House approves removal of bust of Supreme Court justice who wrote Dred Scott decision, protecting slavery

The House has approved the removal from the Capitol of the bust of former Chief Justice Roger Brooke Taney, who wrote the infamous Dred Scott Supreme Court decision denying African Americans U.S. citizenship and protecting the institution of slavery.

The measure, passed by a voice vote Wednesday afternoon, directs the Joint Committee on Congress on the Library to remove his bust and replace it with a one depicting late Justice Thurgood Marshall, the first Black American to serve on the Supreme Court. The Senate passed the legislation last week, meaning it now heads to President Biden's desk. The House passed a similar version last year, but the Senate failed to take it up.

"While the removal of Chief Justice Roger Brooke Taney's bust from the Capitol does not relieve the Congress of the historical wrongs it committed to protect the institution of slavery, it expresses Congress's recognition of one of the most notorious wrongs to have ever taken place in one of its rooms, that of Chief Justice Roger Brooke Taney's Dred Scott v. Sandford decision," the bill, authored by Democratic Sens. Ben Cardin and Chris Van Hollen, reads. 

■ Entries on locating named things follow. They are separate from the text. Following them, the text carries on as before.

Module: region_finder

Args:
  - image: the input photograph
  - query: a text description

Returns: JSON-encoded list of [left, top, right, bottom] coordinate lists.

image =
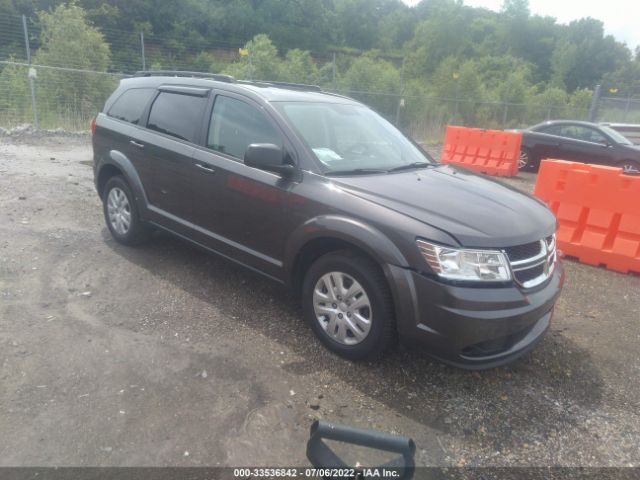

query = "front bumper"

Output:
[[390, 262, 564, 370]]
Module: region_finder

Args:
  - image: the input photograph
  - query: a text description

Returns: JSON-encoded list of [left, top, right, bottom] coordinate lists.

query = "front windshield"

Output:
[[273, 102, 436, 174], [600, 126, 633, 145]]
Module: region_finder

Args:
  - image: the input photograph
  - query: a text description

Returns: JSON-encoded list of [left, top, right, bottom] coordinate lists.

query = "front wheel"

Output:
[[302, 251, 395, 360]]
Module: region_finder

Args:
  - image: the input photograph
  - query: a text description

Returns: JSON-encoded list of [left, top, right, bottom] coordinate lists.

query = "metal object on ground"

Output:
[[307, 420, 416, 479]]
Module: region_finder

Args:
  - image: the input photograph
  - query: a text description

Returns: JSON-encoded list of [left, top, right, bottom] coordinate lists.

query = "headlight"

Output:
[[416, 240, 511, 282]]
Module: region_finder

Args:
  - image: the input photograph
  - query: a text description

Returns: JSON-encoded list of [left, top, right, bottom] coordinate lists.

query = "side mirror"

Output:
[[244, 143, 295, 176]]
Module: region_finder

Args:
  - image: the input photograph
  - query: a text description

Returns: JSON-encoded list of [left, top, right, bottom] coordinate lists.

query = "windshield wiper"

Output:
[[325, 168, 387, 176], [389, 162, 434, 172]]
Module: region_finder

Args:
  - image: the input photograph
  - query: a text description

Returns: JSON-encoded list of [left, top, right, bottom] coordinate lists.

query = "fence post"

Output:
[[396, 57, 406, 127], [140, 32, 147, 71], [622, 95, 631, 122], [22, 15, 38, 130], [589, 85, 602, 122], [331, 52, 337, 92], [502, 102, 509, 128], [451, 81, 460, 125]]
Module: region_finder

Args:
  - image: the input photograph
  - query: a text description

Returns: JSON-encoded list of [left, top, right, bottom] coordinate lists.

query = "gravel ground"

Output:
[[0, 134, 640, 466]]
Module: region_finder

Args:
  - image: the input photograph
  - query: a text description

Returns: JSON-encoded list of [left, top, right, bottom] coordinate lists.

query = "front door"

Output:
[[189, 93, 292, 277]]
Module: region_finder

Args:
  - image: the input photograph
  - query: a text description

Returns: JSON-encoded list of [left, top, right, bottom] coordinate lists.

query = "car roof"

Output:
[[121, 74, 361, 105], [529, 120, 600, 130]]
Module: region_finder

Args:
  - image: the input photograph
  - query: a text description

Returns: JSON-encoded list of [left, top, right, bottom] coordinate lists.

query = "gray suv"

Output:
[[92, 72, 564, 369]]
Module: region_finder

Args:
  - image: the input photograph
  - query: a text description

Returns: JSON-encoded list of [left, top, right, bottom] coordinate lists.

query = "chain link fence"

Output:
[[0, 12, 640, 142]]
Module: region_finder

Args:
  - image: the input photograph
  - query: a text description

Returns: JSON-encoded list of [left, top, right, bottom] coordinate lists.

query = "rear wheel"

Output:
[[102, 175, 150, 245], [618, 160, 640, 175], [302, 251, 395, 360]]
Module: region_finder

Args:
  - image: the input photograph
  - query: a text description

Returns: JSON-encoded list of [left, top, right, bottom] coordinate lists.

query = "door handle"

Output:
[[196, 163, 216, 173]]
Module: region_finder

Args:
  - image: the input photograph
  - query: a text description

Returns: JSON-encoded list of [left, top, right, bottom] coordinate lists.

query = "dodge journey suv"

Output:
[[92, 72, 564, 369]]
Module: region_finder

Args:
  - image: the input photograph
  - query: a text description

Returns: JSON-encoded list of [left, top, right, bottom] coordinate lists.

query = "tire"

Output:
[[302, 250, 396, 360], [616, 160, 640, 175], [102, 175, 151, 245], [518, 147, 538, 172]]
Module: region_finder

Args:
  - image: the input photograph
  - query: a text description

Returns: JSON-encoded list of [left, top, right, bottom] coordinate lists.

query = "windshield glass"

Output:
[[600, 126, 633, 145], [273, 102, 436, 174]]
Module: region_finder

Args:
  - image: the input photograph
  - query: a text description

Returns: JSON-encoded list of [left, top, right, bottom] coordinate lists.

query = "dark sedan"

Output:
[[519, 120, 640, 173]]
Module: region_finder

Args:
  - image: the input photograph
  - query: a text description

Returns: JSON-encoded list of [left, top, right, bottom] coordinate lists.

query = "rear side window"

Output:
[[107, 88, 155, 125], [147, 92, 207, 142], [207, 96, 282, 159]]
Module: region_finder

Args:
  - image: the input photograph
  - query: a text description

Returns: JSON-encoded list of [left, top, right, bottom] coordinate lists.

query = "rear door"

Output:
[[141, 86, 210, 225], [99, 87, 156, 191]]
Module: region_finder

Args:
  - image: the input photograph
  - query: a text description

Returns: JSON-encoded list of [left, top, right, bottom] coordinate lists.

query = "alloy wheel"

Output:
[[313, 272, 373, 345], [107, 187, 131, 235]]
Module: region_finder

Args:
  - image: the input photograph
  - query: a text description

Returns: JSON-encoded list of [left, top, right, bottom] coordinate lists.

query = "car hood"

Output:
[[332, 165, 556, 248]]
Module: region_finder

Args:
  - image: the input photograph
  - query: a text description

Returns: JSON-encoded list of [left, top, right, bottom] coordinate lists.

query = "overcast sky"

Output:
[[403, 0, 640, 50]]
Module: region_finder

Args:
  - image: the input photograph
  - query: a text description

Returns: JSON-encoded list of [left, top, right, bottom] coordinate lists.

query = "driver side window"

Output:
[[207, 95, 283, 161]]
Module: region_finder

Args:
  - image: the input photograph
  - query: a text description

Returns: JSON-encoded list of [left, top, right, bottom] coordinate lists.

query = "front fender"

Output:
[[284, 215, 408, 274]]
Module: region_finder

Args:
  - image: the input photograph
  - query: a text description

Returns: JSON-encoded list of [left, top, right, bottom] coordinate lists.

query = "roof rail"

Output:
[[236, 80, 322, 92], [134, 70, 236, 83]]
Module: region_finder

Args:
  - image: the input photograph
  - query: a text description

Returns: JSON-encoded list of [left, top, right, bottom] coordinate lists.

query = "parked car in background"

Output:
[[600, 122, 640, 145], [519, 120, 640, 173]]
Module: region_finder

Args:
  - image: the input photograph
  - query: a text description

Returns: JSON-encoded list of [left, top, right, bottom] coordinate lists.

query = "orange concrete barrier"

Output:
[[534, 160, 640, 273], [440, 126, 522, 177]]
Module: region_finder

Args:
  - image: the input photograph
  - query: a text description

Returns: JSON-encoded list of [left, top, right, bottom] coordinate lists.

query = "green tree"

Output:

Dred Scott was a Black slave who sued for his freedom, arguing that because he had lived in Wisconsin and Illinois, both free states, that he should be granted his freedom. Taney, in a 7-2 majority opinion in the case, declared that because Scott was Black, he was not a citizen and did not have standing to sue. African Americans "had no rights which the white man was bound to respect," Taney wrote. 

"Justice Marshall encapsulates the true values of our country," Van Hollen said after the House passed the measure Wednesday. "He argued for true equality before the court in landmark cases including Brown v. Board of Education that bent the arc of the moral universe towards justice. His work is a constant reminder that we must continue pressing forward towards a more perfect union grounded in true freedom and liberty. Meanwhile, Chief Justice Taney only sought to sow division and hate."

In a statement last week after the Senate passed the measure, Cardin lauded Marshall's leadership. 

"Thurgood Marshall was an inspiration who helped tear down the walls of segregation in America," said Cardin. "It is wholly appropriate that such a civil rights and legal icon displace Roger Taney in the U.S. Capitol. Both hailed from Maryland, but Marshall was a beacon of hope for racial equality. His uplifting voice of equality and opportunity is exactly what our nation needs at this moment."